Wednesday 20 May 2020

Antiseptics, bone TB, Joseph Lister and Invictus (William Henley)

This blog is about the linkage between a great poetry and antiseptics. It sounds strange how Invictus, a legendary poetry was written by William Henley when he was admitted under Lord Joseph Lister, the father of antiseptics for treatment of bone TB. Henley, a 26 year old lad who was hospitalised under Lord Lister for his antiseptic treatment wrote this. I was pleasantly surprised by this correlation of chemical antisepsis, TB, Lister and Henley.

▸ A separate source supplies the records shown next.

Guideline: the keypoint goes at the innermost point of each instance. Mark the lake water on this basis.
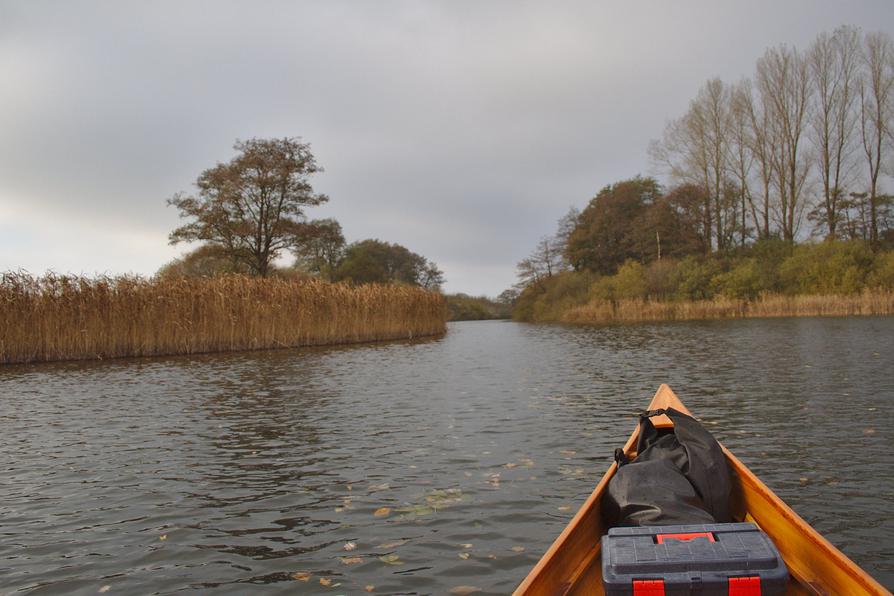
(414, 468)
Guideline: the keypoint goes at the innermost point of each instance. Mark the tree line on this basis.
(808, 139)
(250, 211)
(809, 135)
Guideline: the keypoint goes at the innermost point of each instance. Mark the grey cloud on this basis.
(461, 129)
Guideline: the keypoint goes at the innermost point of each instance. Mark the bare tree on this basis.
(834, 62)
(759, 112)
(740, 157)
(693, 150)
(875, 116)
(544, 262)
(567, 224)
(783, 81)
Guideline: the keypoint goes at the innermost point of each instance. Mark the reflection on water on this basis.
(415, 467)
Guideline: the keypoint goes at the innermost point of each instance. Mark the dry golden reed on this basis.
(869, 302)
(71, 318)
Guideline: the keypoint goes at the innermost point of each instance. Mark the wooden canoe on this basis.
(572, 565)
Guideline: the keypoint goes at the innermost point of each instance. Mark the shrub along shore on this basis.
(74, 318)
(768, 279)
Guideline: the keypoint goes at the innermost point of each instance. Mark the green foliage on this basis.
(557, 294)
(744, 280)
(660, 278)
(632, 220)
(770, 266)
(462, 307)
(827, 268)
(882, 275)
(693, 277)
(601, 241)
(374, 261)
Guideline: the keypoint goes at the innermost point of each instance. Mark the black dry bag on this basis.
(679, 476)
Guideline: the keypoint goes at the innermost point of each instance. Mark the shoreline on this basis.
(54, 319)
(867, 303)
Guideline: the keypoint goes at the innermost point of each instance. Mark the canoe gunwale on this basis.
(571, 564)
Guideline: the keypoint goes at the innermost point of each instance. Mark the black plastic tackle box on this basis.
(736, 559)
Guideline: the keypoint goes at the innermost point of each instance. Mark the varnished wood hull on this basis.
(572, 564)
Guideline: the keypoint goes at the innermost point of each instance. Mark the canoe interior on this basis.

Invictus is one of my favorites and every school child should read this. I have always obtained strength from this poetry whenever I felt helpless under the spell of adversity.
I am copy pasting this below.

INVICTUS

"Out of the night that covers me,
      Black as the pit from pole to pole,
I thank whatever gods may be
      For my unconquerable soul.

In the fell clutch of circumstance
      I have not winced nor cried aloud.
Under the bludgeonings of chance
      My head is bloody, but unbowed.

Beyond this place of wrath and tears
      Looms but the Horror of the shade,
And yet the menace of the years
      Finds and shall find me unafraid.

It matters not how strait the gate,
      How charged with punishments the scroll,
I am the master of my fate,
      I am the captain of my soul."

This was written by William Earnest Henley in the year 1875 when he was getting treated by none other than Lord Lister to save him from a sure amputation due to tuberculosis. By that time, William was a 26 year old lad who had already lost a leg, left leg below the knee due to tuberculosis of bone. He had suffered from tuberculosis from an age of 12. By the age 20 he already lost left leg. When he found his right leg has got affected by bone TB he was devastated. One has to remember by 1875 humans did not know what caused tuberculosis, Pastuer's Germ theory just got noticed and antibiotics were a distant dream. Robert Koch discovered Tubercle bacillus in 1882. However by 1875 Joseph Lister, a British surgeon has pioneered use of antiseptics like carbolic acid in surgery to reduce infections. William Henley, scared of an imminent amputation of his remaining right leg, sought treatment of Lister and got himself admitted in Royal Infirmary, Edinburgh in 1873. During the long treatment by Lord Lister he witnessed the pain of so many diseased patients surrounding him and thus was born the poetry Invictus which today has become the symbol of inner strength in the time of untoward circumstances.
I found this information while reading history of microbiology. I was amazed to see how antiseptics pioneered by Lister cured Henley who in turn wrote this classic poetry during his hospitalization and treatment with Lister's antispetics.